How RPA and AI Revolutionize the Banking & Finance Industry
What is the Difference Between RPA and AI?
The majority of people perceive RPA and AI as identical technologies, yet they are distinct from each other, and it’s crucial to understand which specific benefits each technology provides. Robotic process automation is a type of software, which is designed exclusively for automation of tedious and monotonous functions and does not correlate to human intelligence. On the other hand, AI software is dedicated to solving problems that would require human cognition, like recognizing certain patterns, learning, self-improving from previously processed data, and making future forecasts. Regardless of their divergence, in some cases, both technologies may be combined to produce intelligent automation and create the utmost efficiency for financial services.
Let’s have a closer look at how RPA, AI, or their combination can benefit the financial sector.

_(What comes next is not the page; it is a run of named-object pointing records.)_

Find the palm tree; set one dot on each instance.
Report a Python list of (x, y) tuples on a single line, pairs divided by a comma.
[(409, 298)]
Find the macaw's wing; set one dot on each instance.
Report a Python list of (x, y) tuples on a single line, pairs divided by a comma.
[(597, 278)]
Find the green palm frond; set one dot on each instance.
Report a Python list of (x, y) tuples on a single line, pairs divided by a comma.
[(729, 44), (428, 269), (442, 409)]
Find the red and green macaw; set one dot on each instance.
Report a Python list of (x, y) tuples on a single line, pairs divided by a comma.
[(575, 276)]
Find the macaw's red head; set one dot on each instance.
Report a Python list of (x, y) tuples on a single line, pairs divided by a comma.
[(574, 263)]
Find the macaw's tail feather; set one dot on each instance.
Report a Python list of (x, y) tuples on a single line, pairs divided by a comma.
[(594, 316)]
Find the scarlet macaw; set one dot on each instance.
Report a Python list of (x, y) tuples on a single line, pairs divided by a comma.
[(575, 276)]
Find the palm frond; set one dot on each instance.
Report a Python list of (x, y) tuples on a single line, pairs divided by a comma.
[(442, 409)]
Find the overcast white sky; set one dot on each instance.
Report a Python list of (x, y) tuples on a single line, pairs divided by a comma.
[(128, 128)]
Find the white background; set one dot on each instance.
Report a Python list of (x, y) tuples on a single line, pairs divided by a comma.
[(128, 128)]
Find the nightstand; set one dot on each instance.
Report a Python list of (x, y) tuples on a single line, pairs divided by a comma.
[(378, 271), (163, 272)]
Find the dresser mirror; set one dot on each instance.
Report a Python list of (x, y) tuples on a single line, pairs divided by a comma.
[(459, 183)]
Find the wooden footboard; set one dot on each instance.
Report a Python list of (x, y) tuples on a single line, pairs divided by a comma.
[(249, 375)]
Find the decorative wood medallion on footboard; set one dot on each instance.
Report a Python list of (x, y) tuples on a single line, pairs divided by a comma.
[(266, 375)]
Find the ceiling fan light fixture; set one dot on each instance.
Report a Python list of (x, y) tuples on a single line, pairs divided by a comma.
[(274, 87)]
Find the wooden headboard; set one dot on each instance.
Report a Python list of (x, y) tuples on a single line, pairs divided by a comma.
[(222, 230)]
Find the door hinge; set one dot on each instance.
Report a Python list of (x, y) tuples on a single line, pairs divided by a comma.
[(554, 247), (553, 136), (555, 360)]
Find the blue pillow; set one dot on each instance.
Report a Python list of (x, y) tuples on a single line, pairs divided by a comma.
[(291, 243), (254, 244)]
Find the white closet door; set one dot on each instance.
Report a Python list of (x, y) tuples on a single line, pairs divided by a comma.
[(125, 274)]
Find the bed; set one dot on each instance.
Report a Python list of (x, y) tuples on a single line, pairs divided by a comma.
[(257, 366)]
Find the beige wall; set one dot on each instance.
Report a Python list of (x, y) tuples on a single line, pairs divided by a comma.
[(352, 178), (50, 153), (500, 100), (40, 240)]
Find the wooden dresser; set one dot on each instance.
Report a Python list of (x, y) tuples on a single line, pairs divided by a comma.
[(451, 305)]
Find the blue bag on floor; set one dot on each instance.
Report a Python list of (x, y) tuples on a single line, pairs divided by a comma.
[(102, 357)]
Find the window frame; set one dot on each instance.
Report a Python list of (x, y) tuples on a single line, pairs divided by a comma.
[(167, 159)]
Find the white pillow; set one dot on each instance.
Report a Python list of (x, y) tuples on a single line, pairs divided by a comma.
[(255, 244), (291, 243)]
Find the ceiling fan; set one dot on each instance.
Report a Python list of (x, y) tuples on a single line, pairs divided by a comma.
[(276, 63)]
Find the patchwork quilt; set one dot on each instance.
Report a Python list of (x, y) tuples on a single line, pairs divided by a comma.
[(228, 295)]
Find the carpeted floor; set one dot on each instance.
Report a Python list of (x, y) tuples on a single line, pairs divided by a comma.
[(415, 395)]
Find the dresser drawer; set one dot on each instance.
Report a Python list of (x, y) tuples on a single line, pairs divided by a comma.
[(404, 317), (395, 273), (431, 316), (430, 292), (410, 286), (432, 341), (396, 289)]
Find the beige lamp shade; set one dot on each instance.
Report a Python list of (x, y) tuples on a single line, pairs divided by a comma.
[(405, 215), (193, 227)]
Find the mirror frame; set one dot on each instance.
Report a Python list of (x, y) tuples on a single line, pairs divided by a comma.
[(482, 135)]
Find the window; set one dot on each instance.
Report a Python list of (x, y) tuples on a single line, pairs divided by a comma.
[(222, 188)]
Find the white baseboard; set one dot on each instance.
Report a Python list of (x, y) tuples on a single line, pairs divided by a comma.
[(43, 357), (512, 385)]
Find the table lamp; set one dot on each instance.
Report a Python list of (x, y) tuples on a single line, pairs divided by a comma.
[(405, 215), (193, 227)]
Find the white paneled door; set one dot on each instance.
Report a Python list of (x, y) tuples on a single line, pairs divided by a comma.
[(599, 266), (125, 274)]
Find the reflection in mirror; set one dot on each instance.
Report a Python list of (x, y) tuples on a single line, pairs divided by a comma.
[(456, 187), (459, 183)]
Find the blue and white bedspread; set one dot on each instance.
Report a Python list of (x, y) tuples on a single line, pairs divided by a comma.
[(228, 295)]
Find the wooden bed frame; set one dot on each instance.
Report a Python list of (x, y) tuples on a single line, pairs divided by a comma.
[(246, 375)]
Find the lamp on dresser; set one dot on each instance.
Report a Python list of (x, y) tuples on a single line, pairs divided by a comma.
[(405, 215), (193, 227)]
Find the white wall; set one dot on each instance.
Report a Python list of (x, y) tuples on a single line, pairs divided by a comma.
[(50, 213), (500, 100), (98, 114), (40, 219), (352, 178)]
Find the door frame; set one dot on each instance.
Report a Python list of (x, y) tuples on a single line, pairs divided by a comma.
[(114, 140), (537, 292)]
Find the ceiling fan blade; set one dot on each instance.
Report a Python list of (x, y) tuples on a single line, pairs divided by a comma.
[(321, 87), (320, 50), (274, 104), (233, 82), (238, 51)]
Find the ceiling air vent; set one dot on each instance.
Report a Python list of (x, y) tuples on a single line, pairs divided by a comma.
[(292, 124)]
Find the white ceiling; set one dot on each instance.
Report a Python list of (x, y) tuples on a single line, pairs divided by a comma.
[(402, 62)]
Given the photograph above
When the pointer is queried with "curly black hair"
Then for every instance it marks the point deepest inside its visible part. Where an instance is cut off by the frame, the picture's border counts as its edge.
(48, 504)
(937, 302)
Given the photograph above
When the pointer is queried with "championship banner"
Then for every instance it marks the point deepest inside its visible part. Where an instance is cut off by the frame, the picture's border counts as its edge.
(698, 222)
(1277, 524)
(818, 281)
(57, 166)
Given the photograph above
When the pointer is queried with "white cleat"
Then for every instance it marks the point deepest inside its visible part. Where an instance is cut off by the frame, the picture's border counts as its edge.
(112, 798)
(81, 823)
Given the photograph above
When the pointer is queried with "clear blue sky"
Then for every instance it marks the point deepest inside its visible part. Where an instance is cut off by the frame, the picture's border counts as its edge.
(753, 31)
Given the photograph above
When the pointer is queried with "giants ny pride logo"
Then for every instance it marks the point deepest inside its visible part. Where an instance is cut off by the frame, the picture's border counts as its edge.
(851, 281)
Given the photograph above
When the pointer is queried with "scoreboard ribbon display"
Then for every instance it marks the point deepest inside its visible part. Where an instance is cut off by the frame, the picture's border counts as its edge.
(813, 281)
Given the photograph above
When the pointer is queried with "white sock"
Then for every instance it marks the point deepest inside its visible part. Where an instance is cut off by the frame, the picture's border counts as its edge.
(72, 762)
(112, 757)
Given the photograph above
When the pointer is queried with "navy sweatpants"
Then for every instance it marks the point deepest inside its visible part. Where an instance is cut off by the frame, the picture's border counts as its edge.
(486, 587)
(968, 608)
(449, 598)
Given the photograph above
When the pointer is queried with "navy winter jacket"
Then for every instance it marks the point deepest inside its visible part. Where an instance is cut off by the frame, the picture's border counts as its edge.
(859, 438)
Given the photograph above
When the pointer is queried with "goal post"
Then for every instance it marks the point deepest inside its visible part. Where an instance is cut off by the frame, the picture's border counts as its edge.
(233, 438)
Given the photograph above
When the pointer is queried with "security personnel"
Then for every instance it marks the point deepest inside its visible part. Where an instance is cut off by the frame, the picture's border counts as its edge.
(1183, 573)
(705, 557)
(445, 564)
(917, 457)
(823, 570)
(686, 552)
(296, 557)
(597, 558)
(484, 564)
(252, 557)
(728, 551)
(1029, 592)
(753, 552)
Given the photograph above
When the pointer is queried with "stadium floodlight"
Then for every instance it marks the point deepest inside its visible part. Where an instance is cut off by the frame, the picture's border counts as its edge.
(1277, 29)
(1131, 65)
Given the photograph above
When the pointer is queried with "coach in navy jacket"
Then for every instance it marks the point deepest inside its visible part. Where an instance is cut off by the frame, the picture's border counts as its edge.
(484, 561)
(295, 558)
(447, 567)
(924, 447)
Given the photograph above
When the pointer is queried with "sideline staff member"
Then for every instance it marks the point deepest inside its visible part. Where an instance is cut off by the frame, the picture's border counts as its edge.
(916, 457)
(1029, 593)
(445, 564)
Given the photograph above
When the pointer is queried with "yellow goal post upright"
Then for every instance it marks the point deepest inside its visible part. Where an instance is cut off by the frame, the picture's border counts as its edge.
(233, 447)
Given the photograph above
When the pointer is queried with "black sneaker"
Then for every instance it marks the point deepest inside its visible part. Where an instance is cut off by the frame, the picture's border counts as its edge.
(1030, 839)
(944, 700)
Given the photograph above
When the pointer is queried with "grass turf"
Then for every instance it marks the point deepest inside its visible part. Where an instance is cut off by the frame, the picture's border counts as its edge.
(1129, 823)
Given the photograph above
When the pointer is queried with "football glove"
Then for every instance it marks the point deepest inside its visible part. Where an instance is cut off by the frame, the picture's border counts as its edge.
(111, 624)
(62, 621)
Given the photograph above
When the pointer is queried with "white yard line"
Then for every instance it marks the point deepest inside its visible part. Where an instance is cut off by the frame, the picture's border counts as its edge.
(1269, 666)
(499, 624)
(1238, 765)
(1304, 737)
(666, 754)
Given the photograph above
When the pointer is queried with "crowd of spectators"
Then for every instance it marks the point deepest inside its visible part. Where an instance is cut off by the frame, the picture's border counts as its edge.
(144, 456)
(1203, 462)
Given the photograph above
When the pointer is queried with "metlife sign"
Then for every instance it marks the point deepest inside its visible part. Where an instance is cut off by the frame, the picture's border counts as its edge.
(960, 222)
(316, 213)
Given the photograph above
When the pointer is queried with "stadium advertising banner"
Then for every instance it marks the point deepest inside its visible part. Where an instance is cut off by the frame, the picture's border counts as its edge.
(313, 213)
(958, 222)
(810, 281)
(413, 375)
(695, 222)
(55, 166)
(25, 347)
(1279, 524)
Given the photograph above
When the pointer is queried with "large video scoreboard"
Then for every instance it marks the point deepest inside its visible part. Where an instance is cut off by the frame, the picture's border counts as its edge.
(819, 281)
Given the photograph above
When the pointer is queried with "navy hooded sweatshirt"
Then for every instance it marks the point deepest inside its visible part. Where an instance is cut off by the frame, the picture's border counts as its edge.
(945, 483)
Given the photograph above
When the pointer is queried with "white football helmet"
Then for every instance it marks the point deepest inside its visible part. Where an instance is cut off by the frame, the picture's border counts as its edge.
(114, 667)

The Key Benefits of Implementing RPA in Financial Services
Automated Processing of Financial Services
The overwhelming majority of financial institutions still heavily rely on manual processes, which makes them inefficient, creates unnecessary expenses, and increases the probability of errors and fraud. Implementing RPA can exclude these issues and facilitate both backend and frontend business operations. A perfect example of RPA in banking is accounts payable processing, which is a monotonous task and does not require any intelligence, only extracting, validating and processing certain data. Optical character recognition (OCR) reads the data, sends it into the RPA system, which then approves it, completes the payment, and notifies the workers in case of errors. Moreover, RPA can optimize other kinds of services that are used by financial institutions on daily basis, like generating financial statements, reconciliation of account balances. Implementing RPA may also significantly accelerate the general documentation flow, account closure requests and report automation processes.
Implementing RPA in finance can notably optimize credit card application processing. It has the ability to interact with various systems at once, and validate different types of data, like background and credit checks. Most importantly, RPA functions on a set of pre-based rules and is able to accept or reject the application. RPA application potential does not end at better credit card processing. It may also be applied to other aspects of credit management sections, like underwriting services for potential borrowers.
Furthermore, RPA offers effective protection against financial cyber threats. The technology benefits fraud analysts by automating a broad spectrum of processes, like blocking or reissuing breached accounts, changing the account restriction criteria, automatically scanning negative files for latest updates and more.
Other examples of RPA in banking include Know Your Customer optimization. KYC is an obligatory procedure for every bank customer, and according to the Thomson Reuters survey, each year banks spend approximately $500 million on KYC compliance globally. With RPA, the cost of manual KYC processing will be dramatically reduced, and customer data will be evaluated with improved accuracy and minimal errors. Due to its obvious benefits, the future of RPA in finance looks promising. The overall RPA revenue is steadily growing and is expected to increase in the course of the next six years.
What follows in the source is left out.